There are too many words here, and they get in one another’s way. Some of the words, such as “angled,” are too hard, which disrupts the tone of describing the panorama. I am trying to show how quick and busy the light is on the water, but I have overdone it and gone so far as to make up a word, “dreamery,” in a stretch to imply what is inside Count Adred’s mind.
I wound up reworking every word and phrase of this passage, changing Latin words to Anglo-Saxon ones, changing “reappeared” to “came back,” listening for the right sounds, and repeating words for punctuation because I do indeed want you to feel what Adred feels and see what he sees, to feel the weight of the water and to squint at the sunlight — feel the ocean-like strength of life and see it pass before you in those brilliant drops of light:
There was a mist on the waves. The early sunlight played in bars through the mist, falling in bright lines and teasing the waves with flashes of light that jumped everywhere, went away, and came back as though they were alive and dancing. They might have been human thoughts or human souls, those quick, dancing lights on the water, newly awake and joyful.
Still… Adred is looking at the ocean, looking at life, and imagining those bright sparks of light to be lives, here and gone, and shortly he and others on the ship will watch as hundreds of birds dive into the ocean, killing themselves. Already, the natural world has sensed the destruction coming, the deluge that will submerge many living things and swallow many lives the way the waves swallowed those birds. We have our foreshadowing. We know what life is about, and it is brief and bright and then taken away.
One other passage that I was eager to modify appears in the second volume, just before the prophet Asawas is arrested. I used, as a model for this scene of his preaching, the Nazarene’s “wars and rumors of wars” declaration in the King James version of the Christian Bible. This was a mistake on my part. I was in haste and I justified my paraphrase of the Nazarene’s words by telling myself that this language could be accepted generally or universally, rather than being of a culturally specific setting.

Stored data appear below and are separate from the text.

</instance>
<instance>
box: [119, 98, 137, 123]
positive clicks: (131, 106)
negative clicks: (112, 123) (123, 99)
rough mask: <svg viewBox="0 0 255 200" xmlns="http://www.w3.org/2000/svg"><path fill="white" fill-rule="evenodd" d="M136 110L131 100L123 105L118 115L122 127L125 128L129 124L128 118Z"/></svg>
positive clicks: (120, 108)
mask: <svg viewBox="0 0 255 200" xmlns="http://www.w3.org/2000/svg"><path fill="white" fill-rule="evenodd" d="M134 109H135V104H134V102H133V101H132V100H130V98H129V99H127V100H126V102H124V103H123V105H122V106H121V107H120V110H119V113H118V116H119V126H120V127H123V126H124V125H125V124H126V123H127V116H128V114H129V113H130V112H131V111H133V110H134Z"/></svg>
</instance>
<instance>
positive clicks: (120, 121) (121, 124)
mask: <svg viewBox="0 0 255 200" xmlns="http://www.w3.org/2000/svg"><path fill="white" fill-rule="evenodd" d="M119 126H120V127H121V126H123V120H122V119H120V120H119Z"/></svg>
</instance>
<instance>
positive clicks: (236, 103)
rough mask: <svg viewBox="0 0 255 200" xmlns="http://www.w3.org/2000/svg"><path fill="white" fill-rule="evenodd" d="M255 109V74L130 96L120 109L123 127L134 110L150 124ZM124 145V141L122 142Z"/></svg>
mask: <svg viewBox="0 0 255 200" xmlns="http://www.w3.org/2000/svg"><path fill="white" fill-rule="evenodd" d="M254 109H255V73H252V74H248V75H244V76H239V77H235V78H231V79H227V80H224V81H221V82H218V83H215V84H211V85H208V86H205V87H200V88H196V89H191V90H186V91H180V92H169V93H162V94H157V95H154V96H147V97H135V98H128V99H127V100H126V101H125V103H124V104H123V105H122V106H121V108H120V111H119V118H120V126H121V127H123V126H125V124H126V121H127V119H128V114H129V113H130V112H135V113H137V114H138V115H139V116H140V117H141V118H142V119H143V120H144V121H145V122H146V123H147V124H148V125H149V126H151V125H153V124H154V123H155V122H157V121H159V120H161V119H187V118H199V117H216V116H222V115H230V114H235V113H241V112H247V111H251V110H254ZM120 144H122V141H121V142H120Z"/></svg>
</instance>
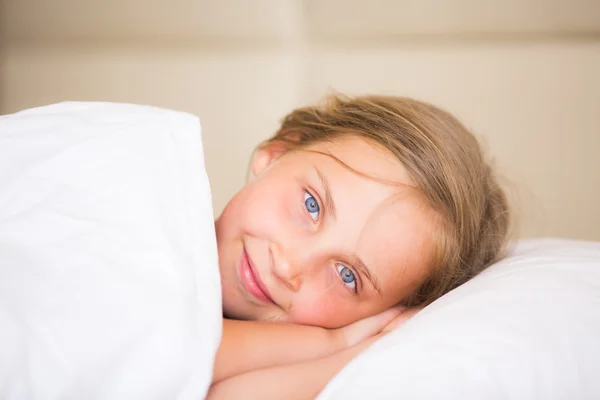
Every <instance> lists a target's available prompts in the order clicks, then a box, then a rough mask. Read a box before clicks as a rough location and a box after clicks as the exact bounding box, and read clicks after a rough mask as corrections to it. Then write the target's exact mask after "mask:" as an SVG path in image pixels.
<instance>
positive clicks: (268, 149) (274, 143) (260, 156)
mask: <svg viewBox="0 0 600 400" xmlns="http://www.w3.org/2000/svg"><path fill="white" fill-rule="evenodd" d="M285 152H286V149H285V147H284V146H283V145H281V144H277V143H270V144H267V145H265V146H263V147H261V148H260V149H258V150H257V151H256V152H255V153H254V157H253V158H252V164H251V169H252V175H254V176H257V175H259V174H260V173H261V172H263V171H264V170H265V169H267V167H269V166H270V165H271V164H273V162H275V160H277V159H278V158H279V157H281V156H282V155H283V153H285Z"/></svg>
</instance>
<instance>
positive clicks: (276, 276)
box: [269, 242, 303, 292]
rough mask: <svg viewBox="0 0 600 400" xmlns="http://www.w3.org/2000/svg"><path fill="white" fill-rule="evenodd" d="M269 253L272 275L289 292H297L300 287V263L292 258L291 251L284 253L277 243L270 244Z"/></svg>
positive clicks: (301, 270)
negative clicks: (286, 289)
mask: <svg viewBox="0 0 600 400" xmlns="http://www.w3.org/2000/svg"><path fill="white" fill-rule="evenodd" d="M269 252H270V255H271V258H272V263H273V264H272V265H273V275H275V277H276V278H277V279H279V280H280V281H281V282H282V283H283V284H284V285H286V286H287V287H288V288H289V289H290V290H291V291H293V292H297V291H298V290H299V289H300V287H301V286H302V274H303V268H302V267H301V263H300V262H298V261H297V259H295V258H294V257H292V252H291V251H286V250H285V249H283V248H282V246H281V245H279V244H277V243H274V242H271V244H270V245H269Z"/></svg>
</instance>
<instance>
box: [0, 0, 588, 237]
mask: <svg viewBox="0 0 600 400" xmlns="http://www.w3.org/2000/svg"><path fill="white" fill-rule="evenodd" d="M0 12H1V14H0V113H1V114H6V113H12V112H15V111H18V110H20V109H24V108H30V107H34V106H40V105H45V104H49V103H55V102H59V101H65V100H93V101H117V102H132V103H142V104H151V105H155V106H161V107H168V108H174V109H178V110H182V111H187V112H190V113H193V114H196V115H198V116H200V118H201V121H202V126H203V138H204V139H203V140H204V145H205V152H206V163H207V169H208V173H209V177H210V178H211V185H212V190H213V196H214V207H215V213H217V214H218V213H219V211H220V210H221V209H222V208H223V206H224V205H225V204H226V202H227V201H228V200H229V198H230V197H231V196H232V195H233V194H234V193H235V192H236V191H237V190H238V189H239V188H240V187H241V186H242V185H243V183H244V180H245V177H246V169H247V166H248V161H249V157H250V155H251V152H252V150H253V149H254V147H255V146H256V144H257V143H258V142H259V141H261V140H263V139H265V138H267V137H268V136H270V135H271V134H272V133H273V132H274V131H275V130H276V129H277V126H278V122H279V120H280V119H281V118H282V117H283V116H284V115H285V114H286V113H287V112H289V111H290V110H291V109H292V108H294V107H296V106H299V105H304V104H307V103H313V102H315V101H318V100H319V99H321V98H322V97H323V96H324V95H325V94H327V93H328V92H330V91H339V92H342V93H345V94H350V95H353V94H367V93H381V94H393V95H404V96H412V97H416V98H419V99H422V100H426V101H429V102H432V103H434V104H436V105H438V106H441V107H442V108H445V109H447V110H448V111H450V112H452V113H454V114H455V115H456V116H458V117H459V118H460V119H461V120H462V121H463V122H464V123H465V124H466V125H467V126H468V127H469V128H471V129H472V130H473V131H474V132H475V133H476V134H477V135H479V136H480V137H481V138H482V139H483V140H484V142H485V144H486V147H487V148H488V151H489V153H490V154H491V155H492V156H493V157H494V158H495V160H496V165H497V167H498V169H499V171H500V172H501V174H502V175H503V176H504V177H505V184H506V187H507V188H508V190H509V191H510V192H511V194H512V195H511V197H513V198H514V199H515V202H516V204H517V207H518V208H517V211H518V213H519V219H520V235H521V237H531V236H560V237H570V238H579V239H594V240H600V210H599V207H600V158H599V156H598V153H599V152H600V0H522V1H521V0H504V1H497V0H421V1H407V0H406V1H405V0H398V1H393V0H370V1H360V0H221V1H217V0H213V1H208V0H169V1H166V0H0Z"/></svg>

Clearly my doing so was an error. So now I have been able to replace those passages with a message that truly is universal, I hope — that being, whether we should regard others as mere things or fully, as other living human beings. This philosophy is one I have made my own, and I try hard to live by it.
Thus, I have at last been able to revise my forgotten trilogy and offer it again to readers courtesy of John Betancourt of Wildside Press and Rob Reginald of Borgo Press. I am extremely grateful to my friend Ted Rypel for suggesting that I contact the Wildside Press; to Dr. Fred Adams for his superb and insightful preface; to my wife, Janine, for the excellent maps she created of these lost empires; and to John and Rob, of course, for providing this opportunity to see the trilogy reprinted.
This article also appears as the Afterword to The Passing of the Gods, published 2013 by Borgo Press.